Did Gold Blow Another Chance to Regain Its Luster?

Did Gold Blow Another Chance to Regain Its Luster?

After latest failed rally, ETFs may offer opportunities in all market cycles.

Reviewed by: Lisa Barr
Edited by: Ron Day

The discussion for a long time has gone like this: Gold has been and will be the ultimate hedge against tumbling stock and bond markets. Due to its symbolic value and limited supply, it helps fight inflation, diversifies portfolios and serves as something solid in a world of paper wealth.  

Times have changed, with some lately questioning that millennia-old wisdom and declaring gold a has-been. Its decade of failed rallies, combined with the emergence of blockchain technology and crypto currencies render gold no more than a token consideration, in this view. In addition, gold has long been an asset that has attracted a lot of hype and alleged financial “experts” making wild claims and predictions.  
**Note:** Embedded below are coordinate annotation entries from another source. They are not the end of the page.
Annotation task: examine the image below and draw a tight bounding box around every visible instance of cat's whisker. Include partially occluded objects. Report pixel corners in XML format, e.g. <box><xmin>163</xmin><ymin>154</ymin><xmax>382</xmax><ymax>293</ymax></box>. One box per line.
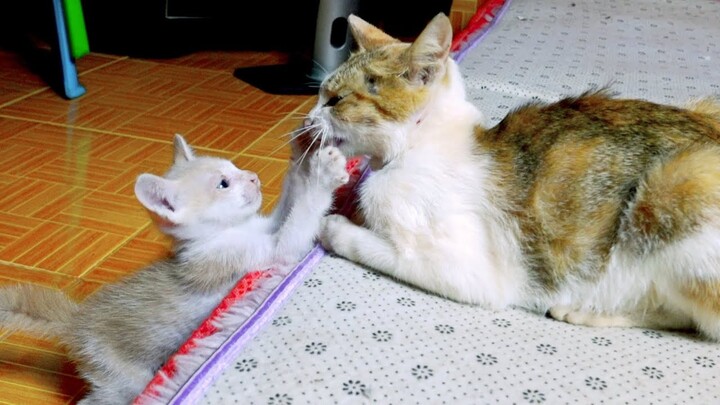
<box><xmin>313</xmin><ymin>59</ymin><xmax>330</xmax><ymax>76</ymax></box>
<box><xmin>270</xmin><ymin>124</ymin><xmax>320</xmax><ymax>155</ymax></box>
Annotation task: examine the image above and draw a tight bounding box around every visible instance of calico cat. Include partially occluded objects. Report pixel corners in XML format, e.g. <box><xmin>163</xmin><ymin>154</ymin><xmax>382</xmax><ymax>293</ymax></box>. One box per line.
<box><xmin>0</xmin><ymin>135</ymin><xmax>349</xmax><ymax>405</ymax></box>
<box><xmin>305</xmin><ymin>14</ymin><xmax>720</xmax><ymax>340</ymax></box>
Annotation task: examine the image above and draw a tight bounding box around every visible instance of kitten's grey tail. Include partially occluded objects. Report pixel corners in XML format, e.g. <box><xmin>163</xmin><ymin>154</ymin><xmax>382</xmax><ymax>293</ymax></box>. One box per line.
<box><xmin>0</xmin><ymin>284</ymin><xmax>78</xmax><ymax>338</ymax></box>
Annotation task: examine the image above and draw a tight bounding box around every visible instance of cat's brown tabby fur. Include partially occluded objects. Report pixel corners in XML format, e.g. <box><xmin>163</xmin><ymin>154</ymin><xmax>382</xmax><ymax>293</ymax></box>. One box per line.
<box><xmin>306</xmin><ymin>15</ymin><xmax>720</xmax><ymax>340</ymax></box>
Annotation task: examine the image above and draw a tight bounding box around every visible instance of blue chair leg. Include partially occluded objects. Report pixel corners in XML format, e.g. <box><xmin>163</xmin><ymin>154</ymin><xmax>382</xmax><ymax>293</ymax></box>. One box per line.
<box><xmin>53</xmin><ymin>0</ymin><xmax>86</xmax><ymax>99</ymax></box>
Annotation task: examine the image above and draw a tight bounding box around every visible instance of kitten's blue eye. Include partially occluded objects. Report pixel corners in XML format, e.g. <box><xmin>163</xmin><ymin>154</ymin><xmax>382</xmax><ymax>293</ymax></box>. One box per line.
<box><xmin>325</xmin><ymin>96</ymin><xmax>342</xmax><ymax>107</ymax></box>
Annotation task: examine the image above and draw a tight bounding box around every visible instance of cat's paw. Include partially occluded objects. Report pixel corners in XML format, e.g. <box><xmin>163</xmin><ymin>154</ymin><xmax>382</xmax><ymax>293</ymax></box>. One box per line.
<box><xmin>310</xmin><ymin>146</ymin><xmax>350</xmax><ymax>190</ymax></box>
<box><xmin>548</xmin><ymin>305</ymin><xmax>635</xmax><ymax>327</ymax></box>
<box><xmin>319</xmin><ymin>214</ymin><xmax>355</xmax><ymax>256</ymax></box>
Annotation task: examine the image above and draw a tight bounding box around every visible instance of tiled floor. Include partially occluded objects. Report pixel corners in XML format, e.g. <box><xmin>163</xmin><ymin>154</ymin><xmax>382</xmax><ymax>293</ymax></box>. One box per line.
<box><xmin>0</xmin><ymin>46</ymin><xmax>313</xmax><ymax>405</ymax></box>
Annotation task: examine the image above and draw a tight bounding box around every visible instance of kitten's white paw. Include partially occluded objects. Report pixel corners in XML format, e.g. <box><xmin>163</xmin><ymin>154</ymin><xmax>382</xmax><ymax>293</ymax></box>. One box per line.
<box><xmin>319</xmin><ymin>214</ymin><xmax>355</xmax><ymax>256</ymax></box>
<box><xmin>310</xmin><ymin>146</ymin><xmax>350</xmax><ymax>190</ymax></box>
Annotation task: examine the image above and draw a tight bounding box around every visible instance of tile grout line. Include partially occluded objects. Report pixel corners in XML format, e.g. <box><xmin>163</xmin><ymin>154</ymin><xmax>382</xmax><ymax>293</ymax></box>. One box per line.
<box><xmin>78</xmin><ymin>56</ymin><xmax>130</xmax><ymax>77</ymax></box>
<box><xmin>77</xmin><ymin>221</ymin><xmax>152</xmax><ymax>284</ymax></box>
<box><xmin>0</xmin><ymin>113</ymin><xmax>286</xmax><ymax>162</ymax></box>
<box><xmin>0</xmin><ymin>86</ymin><xmax>50</xmax><ymax>109</ymax></box>
<box><xmin>238</xmin><ymin>97</ymin><xmax>313</xmax><ymax>159</ymax></box>
<box><xmin>0</xmin><ymin>376</ymin><xmax>78</xmax><ymax>396</ymax></box>
<box><xmin>0</xmin><ymin>56</ymin><xmax>128</xmax><ymax>109</ymax></box>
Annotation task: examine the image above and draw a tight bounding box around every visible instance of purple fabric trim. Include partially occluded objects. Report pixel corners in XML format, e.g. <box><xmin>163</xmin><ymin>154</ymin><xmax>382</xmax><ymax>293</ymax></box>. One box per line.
<box><xmin>169</xmin><ymin>245</ymin><xmax>325</xmax><ymax>404</ymax></box>
<box><xmin>453</xmin><ymin>0</ymin><xmax>511</xmax><ymax>63</ymax></box>
<box><xmin>169</xmin><ymin>160</ymin><xmax>371</xmax><ymax>405</ymax></box>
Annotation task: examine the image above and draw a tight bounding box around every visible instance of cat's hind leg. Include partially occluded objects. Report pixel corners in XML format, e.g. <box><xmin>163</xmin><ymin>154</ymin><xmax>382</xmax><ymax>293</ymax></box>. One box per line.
<box><xmin>548</xmin><ymin>305</ymin><xmax>694</xmax><ymax>330</ymax></box>
<box><xmin>620</xmin><ymin>143</ymin><xmax>720</xmax><ymax>341</ymax></box>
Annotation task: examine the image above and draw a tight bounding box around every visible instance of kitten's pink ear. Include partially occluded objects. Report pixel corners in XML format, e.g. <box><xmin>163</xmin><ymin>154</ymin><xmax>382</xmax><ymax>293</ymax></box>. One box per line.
<box><xmin>173</xmin><ymin>134</ymin><xmax>195</xmax><ymax>163</ymax></box>
<box><xmin>135</xmin><ymin>173</ymin><xmax>179</xmax><ymax>226</ymax></box>
<box><xmin>348</xmin><ymin>14</ymin><xmax>399</xmax><ymax>50</ymax></box>
<box><xmin>408</xmin><ymin>13</ymin><xmax>452</xmax><ymax>84</ymax></box>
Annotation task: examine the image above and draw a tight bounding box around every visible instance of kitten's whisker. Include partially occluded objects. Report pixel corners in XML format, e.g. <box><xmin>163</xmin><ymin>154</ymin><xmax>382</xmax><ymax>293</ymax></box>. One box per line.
<box><xmin>270</xmin><ymin>124</ymin><xmax>320</xmax><ymax>155</ymax></box>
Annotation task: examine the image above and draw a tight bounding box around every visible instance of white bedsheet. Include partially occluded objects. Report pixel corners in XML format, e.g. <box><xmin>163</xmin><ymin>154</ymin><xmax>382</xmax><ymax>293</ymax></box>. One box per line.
<box><xmin>204</xmin><ymin>0</ymin><xmax>720</xmax><ymax>405</ymax></box>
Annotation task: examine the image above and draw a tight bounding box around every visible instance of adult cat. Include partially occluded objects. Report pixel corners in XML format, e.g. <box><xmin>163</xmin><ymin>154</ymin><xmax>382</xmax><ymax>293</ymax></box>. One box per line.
<box><xmin>306</xmin><ymin>14</ymin><xmax>720</xmax><ymax>340</ymax></box>
<box><xmin>0</xmin><ymin>135</ymin><xmax>349</xmax><ymax>405</ymax></box>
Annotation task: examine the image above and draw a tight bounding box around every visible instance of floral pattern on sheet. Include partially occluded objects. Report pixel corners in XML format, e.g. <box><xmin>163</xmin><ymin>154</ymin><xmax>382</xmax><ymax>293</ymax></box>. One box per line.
<box><xmin>198</xmin><ymin>0</ymin><xmax>720</xmax><ymax>405</ymax></box>
<box><xmin>461</xmin><ymin>0</ymin><xmax>720</xmax><ymax>124</ymax></box>
<box><xmin>204</xmin><ymin>257</ymin><xmax>720</xmax><ymax>405</ymax></box>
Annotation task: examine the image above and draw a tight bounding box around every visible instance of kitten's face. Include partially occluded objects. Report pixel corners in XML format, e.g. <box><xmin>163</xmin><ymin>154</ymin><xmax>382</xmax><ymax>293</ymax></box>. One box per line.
<box><xmin>305</xmin><ymin>15</ymin><xmax>452</xmax><ymax>160</ymax></box>
<box><xmin>166</xmin><ymin>157</ymin><xmax>262</xmax><ymax>224</ymax></box>
<box><xmin>135</xmin><ymin>135</ymin><xmax>262</xmax><ymax>231</ymax></box>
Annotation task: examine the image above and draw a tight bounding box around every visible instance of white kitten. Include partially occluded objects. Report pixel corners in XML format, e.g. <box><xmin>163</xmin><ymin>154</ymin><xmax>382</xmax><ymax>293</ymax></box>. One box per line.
<box><xmin>0</xmin><ymin>135</ymin><xmax>348</xmax><ymax>405</ymax></box>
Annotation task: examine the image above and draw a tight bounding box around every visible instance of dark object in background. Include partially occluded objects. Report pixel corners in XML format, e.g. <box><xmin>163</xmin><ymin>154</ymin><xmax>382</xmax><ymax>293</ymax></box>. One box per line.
<box><xmin>0</xmin><ymin>0</ymin><xmax>452</xmax><ymax>57</ymax></box>
<box><xmin>83</xmin><ymin>0</ymin><xmax>452</xmax><ymax>57</ymax></box>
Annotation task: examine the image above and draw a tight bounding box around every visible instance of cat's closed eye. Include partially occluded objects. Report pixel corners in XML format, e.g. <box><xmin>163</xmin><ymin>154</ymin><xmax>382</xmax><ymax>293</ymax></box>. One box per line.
<box><xmin>216</xmin><ymin>179</ymin><xmax>230</xmax><ymax>189</ymax></box>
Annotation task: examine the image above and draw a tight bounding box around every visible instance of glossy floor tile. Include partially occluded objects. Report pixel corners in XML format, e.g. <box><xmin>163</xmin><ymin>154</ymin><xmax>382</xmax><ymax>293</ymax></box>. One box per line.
<box><xmin>0</xmin><ymin>46</ymin><xmax>313</xmax><ymax>405</ymax></box>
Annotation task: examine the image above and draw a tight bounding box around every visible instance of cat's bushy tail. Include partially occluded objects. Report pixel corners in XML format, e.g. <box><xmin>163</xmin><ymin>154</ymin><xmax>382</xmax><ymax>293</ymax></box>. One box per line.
<box><xmin>688</xmin><ymin>97</ymin><xmax>720</xmax><ymax>135</ymax></box>
<box><xmin>0</xmin><ymin>284</ymin><xmax>78</xmax><ymax>338</ymax></box>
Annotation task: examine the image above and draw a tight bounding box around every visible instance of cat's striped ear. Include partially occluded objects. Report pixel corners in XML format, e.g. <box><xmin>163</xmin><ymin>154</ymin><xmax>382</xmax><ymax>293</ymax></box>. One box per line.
<box><xmin>173</xmin><ymin>134</ymin><xmax>195</xmax><ymax>163</ymax></box>
<box><xmin>135</xmin><ymin>173</ymin><xmax>180</xmax><ymax>227</ymax></box>
<box><xmin>348</xmin><ymin>14</ymin><xmax>399</xmax><ymax>50</ymax></box>
<box><xmin>408</xmin><ymin>13</ymin><xmax>452</xmax><ymax>84</ymax></box>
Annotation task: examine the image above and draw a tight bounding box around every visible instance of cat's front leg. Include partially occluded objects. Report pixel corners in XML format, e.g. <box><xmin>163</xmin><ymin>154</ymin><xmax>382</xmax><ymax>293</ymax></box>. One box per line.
<box><xmin>320</xmin><ymin>215</ymin><xmax>397</xmax><ymax>275</ymax></box>
<box><xmin>277</xmin><ymin>146</ymin><xmax>350</xmax><ymax>260</ymax></box>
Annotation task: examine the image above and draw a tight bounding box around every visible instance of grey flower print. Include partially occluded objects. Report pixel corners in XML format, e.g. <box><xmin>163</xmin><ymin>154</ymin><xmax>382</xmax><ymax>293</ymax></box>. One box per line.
<box><xmin>592</xmin><ymin>336</ymin><xmax>612</xmax><ymax>346</ymax></box>
<box><xmin>235</xmin><ymin>359</ymin><xmax>257</xmax><ymax>372</ymax></box>
<box><xmin>585</xmin><ymin>377</ymin><xmax>607</xmax><ymax>390</ymax></box>
<box><xmin>695</xmin><ymin>356</ymin><xmax>715</xmax><ymax>368</ymax></box>
<box><xmin>642</xmin><ymin>367</ymin><xmax>665</xmax><ymax>380</ymax></box>
<box><xmin>343</xmin><ymin>380</ymin><xmax>366</xmax><ymax>395</ymax></box>
<box><xmin>273</xmin><ymin>316</ymin><xmax>291</xmax><ymax>326</ymax></box>
<box><xmin>303</xmin><ymin>278</ymin><xmax>322</xmax><ymax>288</ymax></box>
<box><xmin>268</xmin><ymin>394</ymin><xmax>292</xmax><ymax>405</ymax></box>
<box><xmin>537</xmin><ymin>343</ymin><xmax>557</xmax><ymax>354</ymax></box>
<box><xmin>363</xmin><ymin>271</ymin><xmax>380</xmax><ymax>281</ymax></box>
<box><xmin>493</xmin><ymin>318</ymin><xmax>510</xmax><ymax>328</ymax></box>
<box><xmin>435</xmin><ymin>325</ymin><xmax>455</xmax><ymax>335</ymax></box>
<box><xmin>643</xmin><ymin>330</ymin><xmax>662</xmax><ymax>339</ymax></box>
<box><xmin>305</xmin><ymin>342</ymin><xmax>327</xmax><ymax>354</ymax></box>
<box><xmin>412</xmin><ymin>365</ymin><xmax>433</xmax><ymax>380</ymax></box>
<box><xmin>477</xmin><ymin>353</ymin><xmax>497</xmax><ymax>366</ymax></box>
<box><xmin>397</xmin><ymin>297</ymin><xmax>415</xmax><ymax>307</ymax></box>
<box><xmin>523</xmin><ymin>390</ymin><xmax>545</xmax><ymax>404</ymax></box>
<box><xmin>335</xmin><ymin>301</ymin><xmax>357</xmax><ymax>312</ymax></box>
<box><xmin>373</xmin><ymin>330</ymin><xmax>392</xmax><ymax>342</ymax></box>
Furthermore, gold is simply a commodity, worth what someone will pay for it, since it produces no earnings or dividends, though gold mining companies do so. But as those stocks tend to be tied closely to gold’s price gyrations, they too are testing investor patience.

Many ETF investors are already familiar with the funds that aim to track gold’s price, and the fact that they tend to differ very little other than the level of their expense ratios. That makes many traditional gold ETFs as much of a commodity as the underlying asset they own.  

So, to potentially jump-start the research process for investors who want to pursue profits using gold as a base concept, but not in its purest form, here are a few ETFs that offer a different take on the gold debate. 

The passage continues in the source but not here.